しかし、ドナーを待ちながら死と向き合い、他者の犠牲によって生かされている彼は、命の重みというものを痛感している。だからこそ、困難な状況のなかで救いを求め、意外な行動に出る。ペンは、彼の監督作や『ミスティック・リバー』で、簡単には答を出せないこのようなテーマから、それぞれに異なる結末を導きだしてきたが、ここにはそれらと違うもうひとつの答がある。

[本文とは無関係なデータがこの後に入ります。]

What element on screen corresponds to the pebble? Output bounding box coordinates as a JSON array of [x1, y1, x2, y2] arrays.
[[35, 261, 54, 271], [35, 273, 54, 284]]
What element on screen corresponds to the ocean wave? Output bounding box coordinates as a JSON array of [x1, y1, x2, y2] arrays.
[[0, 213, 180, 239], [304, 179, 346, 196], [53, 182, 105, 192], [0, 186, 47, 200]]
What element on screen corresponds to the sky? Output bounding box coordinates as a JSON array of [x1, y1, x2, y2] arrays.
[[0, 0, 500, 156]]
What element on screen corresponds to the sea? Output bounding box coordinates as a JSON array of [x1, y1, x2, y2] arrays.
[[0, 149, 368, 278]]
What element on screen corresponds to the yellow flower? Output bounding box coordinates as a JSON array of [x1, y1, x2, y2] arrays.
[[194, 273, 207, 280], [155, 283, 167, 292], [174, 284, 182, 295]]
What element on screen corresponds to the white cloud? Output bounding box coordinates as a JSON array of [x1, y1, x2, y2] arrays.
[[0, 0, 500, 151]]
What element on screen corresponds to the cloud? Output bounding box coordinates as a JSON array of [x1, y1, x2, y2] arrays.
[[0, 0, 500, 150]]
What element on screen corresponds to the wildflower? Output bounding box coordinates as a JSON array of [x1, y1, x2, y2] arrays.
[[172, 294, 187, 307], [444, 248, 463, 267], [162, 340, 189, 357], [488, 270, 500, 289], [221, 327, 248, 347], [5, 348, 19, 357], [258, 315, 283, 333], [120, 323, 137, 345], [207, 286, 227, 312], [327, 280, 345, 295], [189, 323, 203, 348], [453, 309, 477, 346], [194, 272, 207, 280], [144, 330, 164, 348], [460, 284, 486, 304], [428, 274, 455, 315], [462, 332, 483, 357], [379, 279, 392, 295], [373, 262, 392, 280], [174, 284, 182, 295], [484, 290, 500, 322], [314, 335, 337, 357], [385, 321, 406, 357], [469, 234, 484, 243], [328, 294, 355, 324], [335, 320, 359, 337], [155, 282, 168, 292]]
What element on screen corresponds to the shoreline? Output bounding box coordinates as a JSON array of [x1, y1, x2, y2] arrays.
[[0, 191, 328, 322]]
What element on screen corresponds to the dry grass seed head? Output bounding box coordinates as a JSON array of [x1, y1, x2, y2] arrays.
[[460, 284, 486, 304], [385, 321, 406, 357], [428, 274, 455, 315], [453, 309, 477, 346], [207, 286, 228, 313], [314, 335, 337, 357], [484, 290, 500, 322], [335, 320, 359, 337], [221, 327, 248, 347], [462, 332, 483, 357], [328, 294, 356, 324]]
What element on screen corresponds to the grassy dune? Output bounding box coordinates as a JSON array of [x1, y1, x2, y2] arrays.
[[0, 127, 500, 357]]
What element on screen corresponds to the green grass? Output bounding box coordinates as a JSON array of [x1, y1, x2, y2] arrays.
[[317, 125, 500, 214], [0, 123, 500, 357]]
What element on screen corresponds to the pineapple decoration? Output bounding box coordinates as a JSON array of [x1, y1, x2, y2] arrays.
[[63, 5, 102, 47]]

ベニチオ・デル・トロは、『トラフィック』の演技で、アカデミー賞助演男優賞を筆頭に映画賞を総なめにし、スターの仲間入りを果たした。しかし、大きな成功を収めても、彼の方向性は以前とまったく変わっていない。彼は、強烈な作家性を持つ監督やインディーズの精神に忠実な監督、エッジのある新鋭監督と積極的に組み、独自の地位を築き上げている。

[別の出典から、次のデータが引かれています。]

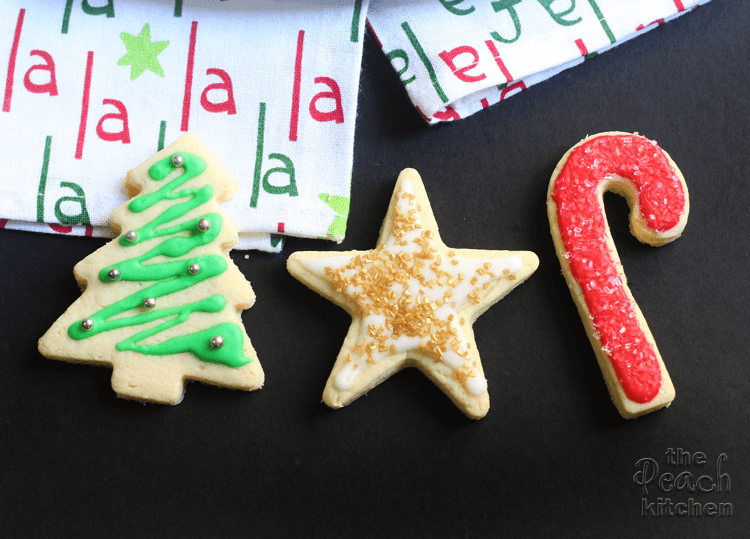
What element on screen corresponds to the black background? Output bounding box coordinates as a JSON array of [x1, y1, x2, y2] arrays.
[[0, 0, 750, 538]]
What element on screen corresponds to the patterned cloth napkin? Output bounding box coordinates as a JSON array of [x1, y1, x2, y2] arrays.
[[0, 0, 367, 251], [368, 0, 708, 124]]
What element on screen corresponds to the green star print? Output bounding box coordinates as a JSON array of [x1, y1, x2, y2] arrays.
[[117, 24, 169, 80]]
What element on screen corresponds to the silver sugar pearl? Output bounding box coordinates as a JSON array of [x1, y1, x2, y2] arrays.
[[198, 217, 211, 232]]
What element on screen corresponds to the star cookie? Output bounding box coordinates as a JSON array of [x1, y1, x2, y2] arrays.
[[287, 169, 539, 419]]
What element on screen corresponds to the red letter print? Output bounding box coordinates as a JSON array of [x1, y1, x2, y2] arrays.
[[201, 69, 237, 114], [310, 77, 344, 124], [23, 50, 57, 95]]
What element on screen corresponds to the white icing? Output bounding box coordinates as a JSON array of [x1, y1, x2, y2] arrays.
[[305, 181, 523, 395]]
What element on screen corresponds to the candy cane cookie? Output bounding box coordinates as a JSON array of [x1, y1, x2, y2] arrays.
[[547, 132, 690, 419]]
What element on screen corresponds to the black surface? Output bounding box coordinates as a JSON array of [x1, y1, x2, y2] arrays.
[[0, 0, 750, 539]]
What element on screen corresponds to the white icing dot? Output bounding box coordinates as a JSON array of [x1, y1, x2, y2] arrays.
[[466, 376, 487, 395]]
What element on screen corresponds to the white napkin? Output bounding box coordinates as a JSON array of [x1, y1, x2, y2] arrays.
[[0, 0, 367, 250], [368, 0, 708, 124]]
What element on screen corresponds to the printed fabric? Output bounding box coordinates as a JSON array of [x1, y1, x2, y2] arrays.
[[368, 0, 708, 124], [0, 0, 367, 251]]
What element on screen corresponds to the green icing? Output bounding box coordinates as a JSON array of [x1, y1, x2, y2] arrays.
[[68, 152, 252, 368]]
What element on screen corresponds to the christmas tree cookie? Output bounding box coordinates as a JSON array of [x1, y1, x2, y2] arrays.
[[39, 134, 264, 404], [287, 169, 539, 419]]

デル・トロの演技は、そんな一貫した方向性のなかで変化しつつある。最近の作品では、明らかにキャラクターの複雑な内面をより深く掘り下げようとしている。たとえば、ショーン・ペンが監督した『プレッジ』で演じた知的障害のあるインディアン。その出番は短いが、意味もわからないまま警官に自白を強要され、激しく動揺し、追い詰められる男の姿は異彩を放っている。それから、ウィリアム・フリードキン監督の『ハンテッド』も見逃せない。彼が演じる特殊部隊員は、戦場の悪夢に囚われ、冷酷な殺人機械となる。フリードキンが描きつづけるのは、法や善悪の基準では割り切れない内面の闇の領域だが、彼はその闇に潜む狂気を見事に体現している。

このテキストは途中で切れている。